第21話 名前だけでも


 テレスの言葉から訛りは消え、声の抑揚も減ったが、人当たりの良さそうな笑顔は消えない。

 それがかえって不信感を倍増させた。


「聖女メイティア。貴女とお話をしたかったのです。そのために、面倒な輩を演じました」

「あなたは……何者ですか? 王国軍? 聖女教会?」


 面倒な輩だって? さっきまでの方が数倍よかった。


 今考えれば、人混みで飛び出してきた時点で、ここまで連れてくる気満々だったのだろう。商売人としての怪しさに気を取られて、本質を見誤ってしまった。二重の罠だ。嵌められた。


「彼らは無能ですから、まだ貴女の居場所を掴んでいません。我々はヴェスパー。あなたにご挨拶を差し上げに来ました」


 テレスはわざとらしく大げさにお辞儀をした。おそらくテレスというのも偽名だろう。

 ヴェスパーといえば、ロイが警告してくれた邪教の奴らのことだ。魔物との共存を望んで、王国や教会と対立しているらしい。


 王国や教会に追われている自分に接触してきたということは、つまり……


「敵の敵は味方、ということでしょうか?」


 そう問いかけると、テレスは大笑いした。そういうことじゃないのか? だとしたらやはり敵か。

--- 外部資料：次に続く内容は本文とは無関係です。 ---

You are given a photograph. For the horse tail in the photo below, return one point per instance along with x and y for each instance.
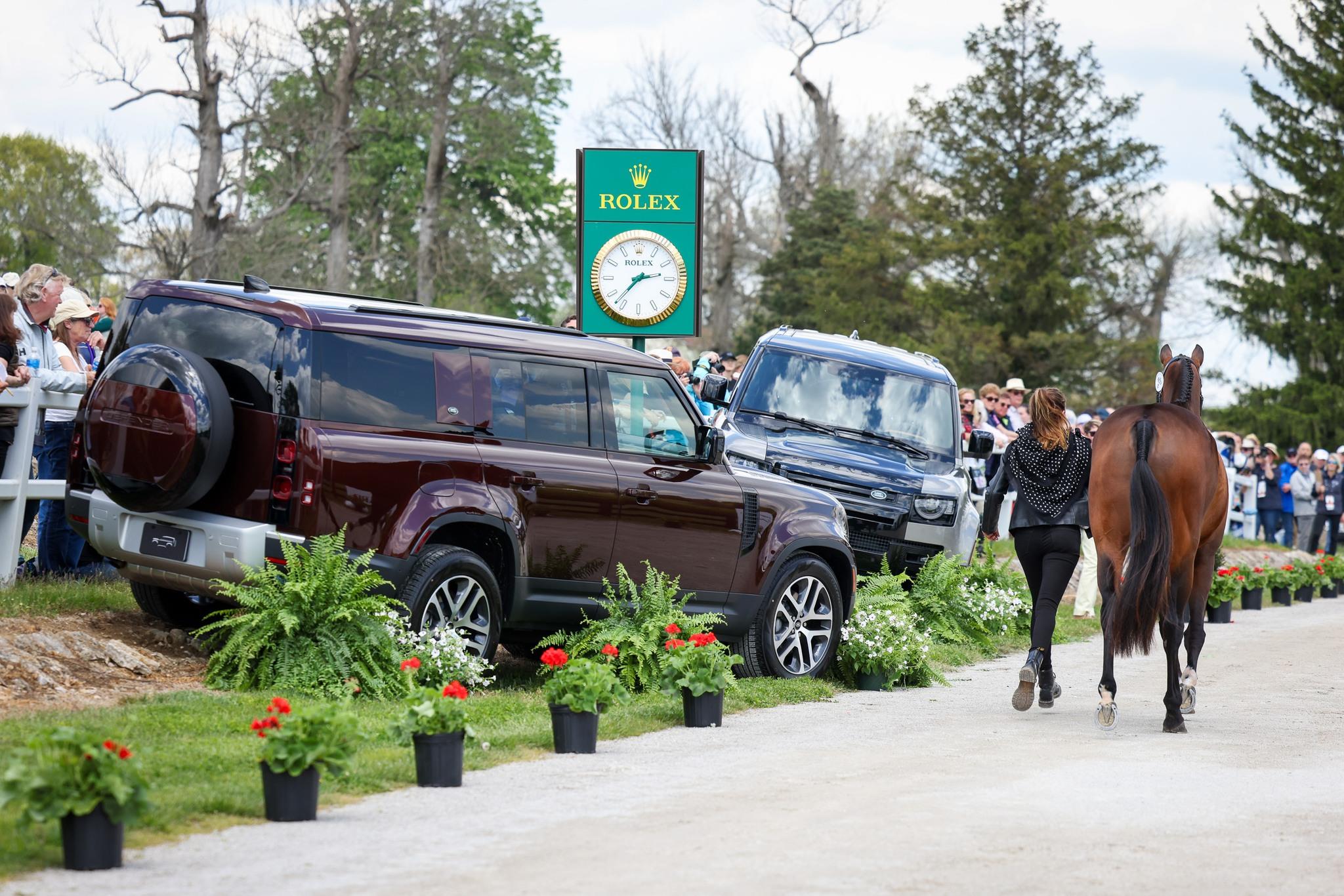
(1143, 594)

「はは……いや、失礼。味方などと、そんな無礼は思ってもみなかった。貴女は我々の上に立つべきお方だ。”晩鐘の天使”、メイティア様」

「上に立つだって……?」

「聖女教会には預言がある。預言に厳格に従って、我々ヴェスパーは聖女教会から離脱したのです。その中に、晩鐘の天使、すなわち貴女のことも記されている。我々の信仰対象……すなわち天の使いなのです」

「私は人間ですよ。この世界ではなく、他の世界から来た、ただの人間です」

「ある面では事実かもしれない。しかし預言を否定するものではございません。メイティア様。我々をお導きください」

「……あなたたちのことを、良く知りません」


 王国も教会も勝手なら、ヴェスパーもまた勝手だ。導けなどと言っておいて、気に入らなければいつ処刑だのと言いだすかわからない。

 近頃の出来事で、ここはそういう世界だと考えるようになってしまった。


 信じられるのはララとミューカだけ。根拠は無くても、二人にだけは決して裏切られないと確信している。


「もちろん、お気持ちはお察しいたします。真の聖者が歩まれるのは、いつだって苦難の道だ。世界に裏切られたと感じるのも無理は無い。すぐに受け入れていただけるとは思っておりません。ですから本日はほんのご挨拶だけ。それと、信頼されるために、一つ有益な情報を」

「情報ですか?」

「第六聖女フィーナは、異端の疑いを掛けられ、現在王都にて拘束されております」

「フィーナさんが?」


 恐れていたことが起きてしまった。フィーナが自分たちのことをかばい、挙句こうして逃げ出したとあれば、フィーナが見せしめにされてしまうことはあり得ないことではなかった。


 しかし、テレスが言っていることを全て信用していいとも思えない。


「もちろん、彼女は我々の仲間などではない。王都の連中も、心のどこかではそれをわかっているのでしょう。しかし、処分せざるを得ない。彼女を処さねば、自分たちが異端だと思われかねないのだから」

「バカなことを……フィーナを助けられないの?」

「我々をお導き下さるのであれば、どんな命令にも喜んで従いましょう。しかし、そうでないのなら、我々は動けません。信者達に説明がつきませんからね」

「それは……まだ……」


 助けてはやれるが、そうしたいならヴェスパーに入って奉られろ、ということか。しかしフィーナの状況を含めて、テレスの言っていることをどこまで信じていいのかわからない。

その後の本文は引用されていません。